The concerted bid at narrow-casting, be it in the regional or the niche segment, has another reason. The ficci survey indicates that currently television accounts for 36 per cent (Rs 2,160 crore) of the Rs 6,000 crore Indian advertising business. It is estimated to rise to Rs 8,000 crore by 2005, constituting almost 50 per cent of advertising in the country. The past couple of years had seen a drop in the adspends of the cash-strapped corporates. The boom witnessed in the mid-1990s - when TV ad revenue jumped 40-45 per cent from Rs 1,400 crore in 1994-95 to almost Rs 2,000 crore in 1995-96 - had given way to a growth rate of 15-17 per cent. Now the tight-fisted corporates, earlier caught in the recessionary spiral, are spending again. But there's obviously no money to waste in the market and the advertisers feel that they can get a bigger bang for their bucks by advertising on regional and niche channels that can play conduits for companies zeroing in on a specific segment of audience.

Commentator Sudheesh Pachauri also sees a cultural change in this regional TV boom. Says he: "The monopoly of English and Hindi is over. The local language is ruling the roost." In Pachauri's opinion, area-specific cable channels at the village or district level that cover local news and events and offer advertising opportunities to small retailers, local manufacturers will come to the forefront in the next phase of TV expansion. Says he: "It will be the Brazilian model which will work in India, not the one from the US." In fact, tara has already signed an MoU for a city-specific channel with rpg Netcom, which reaches 80 per cent of Calcutta's cable subscribers.

So what does it all mean for the viewer? Does it mean more choices in terms of programming and better programming or will it be more of the same? Most channels, clearly, need to drastically overhaul their content. Alpha has already woken up and has begun phasing out the dubbed Hindi serials. Media critic Sevanti Ninan recently described the serials on etv Bangla as "shot on locations with no local ethos". The Bangla channel's programmes, with a made-in-Hyderabad's Filmcity feel, has little for the Bengalis to identify with. Moreover, the genres are those of the mainstream TV. On tara Bangla for instance, Nikhil Alva hosts a travel show called Prasanga Parjatan and Banglar Batash on environment much along the lines of his Living on the Edge. And this where executive vice-president of Star TV India Jagdish Kumar's question acquires relevance: "Will there be enough content to sustain the channels?"

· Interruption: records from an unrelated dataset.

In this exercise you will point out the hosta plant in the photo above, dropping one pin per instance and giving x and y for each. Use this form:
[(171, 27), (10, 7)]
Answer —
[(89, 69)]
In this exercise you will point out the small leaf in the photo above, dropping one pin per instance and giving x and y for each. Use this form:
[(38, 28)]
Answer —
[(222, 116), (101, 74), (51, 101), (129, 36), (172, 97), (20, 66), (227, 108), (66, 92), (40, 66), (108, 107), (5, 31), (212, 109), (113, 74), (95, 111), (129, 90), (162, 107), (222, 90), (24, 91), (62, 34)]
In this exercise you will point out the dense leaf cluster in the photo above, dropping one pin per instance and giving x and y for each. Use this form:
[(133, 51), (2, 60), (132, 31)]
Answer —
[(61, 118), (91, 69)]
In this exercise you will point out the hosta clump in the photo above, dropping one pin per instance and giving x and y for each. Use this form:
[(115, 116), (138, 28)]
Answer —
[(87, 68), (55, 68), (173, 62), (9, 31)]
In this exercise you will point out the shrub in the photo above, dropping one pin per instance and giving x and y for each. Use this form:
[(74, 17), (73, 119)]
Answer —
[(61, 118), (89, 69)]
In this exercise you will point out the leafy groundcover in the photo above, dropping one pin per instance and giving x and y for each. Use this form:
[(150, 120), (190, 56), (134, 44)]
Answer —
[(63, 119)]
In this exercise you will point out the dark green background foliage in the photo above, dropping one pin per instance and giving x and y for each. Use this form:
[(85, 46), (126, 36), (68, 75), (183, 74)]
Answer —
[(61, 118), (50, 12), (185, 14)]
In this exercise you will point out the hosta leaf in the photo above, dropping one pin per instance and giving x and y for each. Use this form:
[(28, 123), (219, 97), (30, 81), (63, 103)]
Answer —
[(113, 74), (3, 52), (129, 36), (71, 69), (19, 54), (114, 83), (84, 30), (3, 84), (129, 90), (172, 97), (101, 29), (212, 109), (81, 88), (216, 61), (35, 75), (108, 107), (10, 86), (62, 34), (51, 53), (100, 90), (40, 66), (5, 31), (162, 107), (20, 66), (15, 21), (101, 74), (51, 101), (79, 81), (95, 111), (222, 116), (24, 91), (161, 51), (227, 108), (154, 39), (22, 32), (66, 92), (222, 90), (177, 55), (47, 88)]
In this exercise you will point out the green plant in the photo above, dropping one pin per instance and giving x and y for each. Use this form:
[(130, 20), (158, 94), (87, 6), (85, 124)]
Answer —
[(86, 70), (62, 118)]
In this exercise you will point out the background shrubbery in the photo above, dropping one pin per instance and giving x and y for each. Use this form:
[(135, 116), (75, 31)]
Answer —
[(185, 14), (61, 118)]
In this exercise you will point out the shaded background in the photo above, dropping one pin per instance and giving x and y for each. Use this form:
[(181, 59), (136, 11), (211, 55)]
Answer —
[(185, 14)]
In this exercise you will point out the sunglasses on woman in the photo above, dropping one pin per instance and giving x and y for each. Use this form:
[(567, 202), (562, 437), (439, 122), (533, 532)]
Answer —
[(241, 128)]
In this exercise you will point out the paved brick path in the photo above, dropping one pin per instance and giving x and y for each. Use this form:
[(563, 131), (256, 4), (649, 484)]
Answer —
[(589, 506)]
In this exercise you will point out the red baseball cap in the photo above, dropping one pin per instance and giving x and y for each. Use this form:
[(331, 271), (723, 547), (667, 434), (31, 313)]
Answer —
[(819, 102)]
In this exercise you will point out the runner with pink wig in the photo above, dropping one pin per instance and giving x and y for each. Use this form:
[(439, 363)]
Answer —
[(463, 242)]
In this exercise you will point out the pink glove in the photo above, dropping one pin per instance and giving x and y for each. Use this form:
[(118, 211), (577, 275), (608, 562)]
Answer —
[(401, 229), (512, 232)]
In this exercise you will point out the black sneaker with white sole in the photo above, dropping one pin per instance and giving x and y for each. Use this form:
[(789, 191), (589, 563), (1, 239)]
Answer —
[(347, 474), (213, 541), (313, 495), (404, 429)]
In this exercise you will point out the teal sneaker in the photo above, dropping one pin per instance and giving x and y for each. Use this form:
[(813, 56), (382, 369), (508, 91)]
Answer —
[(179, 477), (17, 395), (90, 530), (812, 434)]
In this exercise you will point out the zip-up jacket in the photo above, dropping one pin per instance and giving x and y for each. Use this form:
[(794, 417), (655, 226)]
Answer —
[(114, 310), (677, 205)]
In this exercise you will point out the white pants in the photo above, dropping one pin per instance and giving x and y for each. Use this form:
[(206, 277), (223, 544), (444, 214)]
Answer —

BUT at the end of it all, the bottomline clearly is: the profitable channels are still those with mass appeal - Doordarshan, Zee and Sony. Sun TV is the only regional channel making money. Says Joydeep Gupta of Stracon: "The boom makes no sense. The ad market hasn't boomed enough. Besides, nowhere in the world does the ad market support so many channels. "

A shakeout is inevitable. In fact, it might come sooner than later. The me-too channels will fall by the wayside. Some might be like the dotcom start-ups - short-term ventures for a quick buck.

The biggest problem yet, however, is the economic limitation of the average Indian household. Most Indian homes have a single TV set, which gives an obvious advantage to the family channels over those targeted at individuals. So, will the mainstream TV channels continue to set the trend or will their more homegrown counterparts take over? The second round of the battle in the skies has only just begun. And the question that is yet to be settled is, who will bag the pot of gold?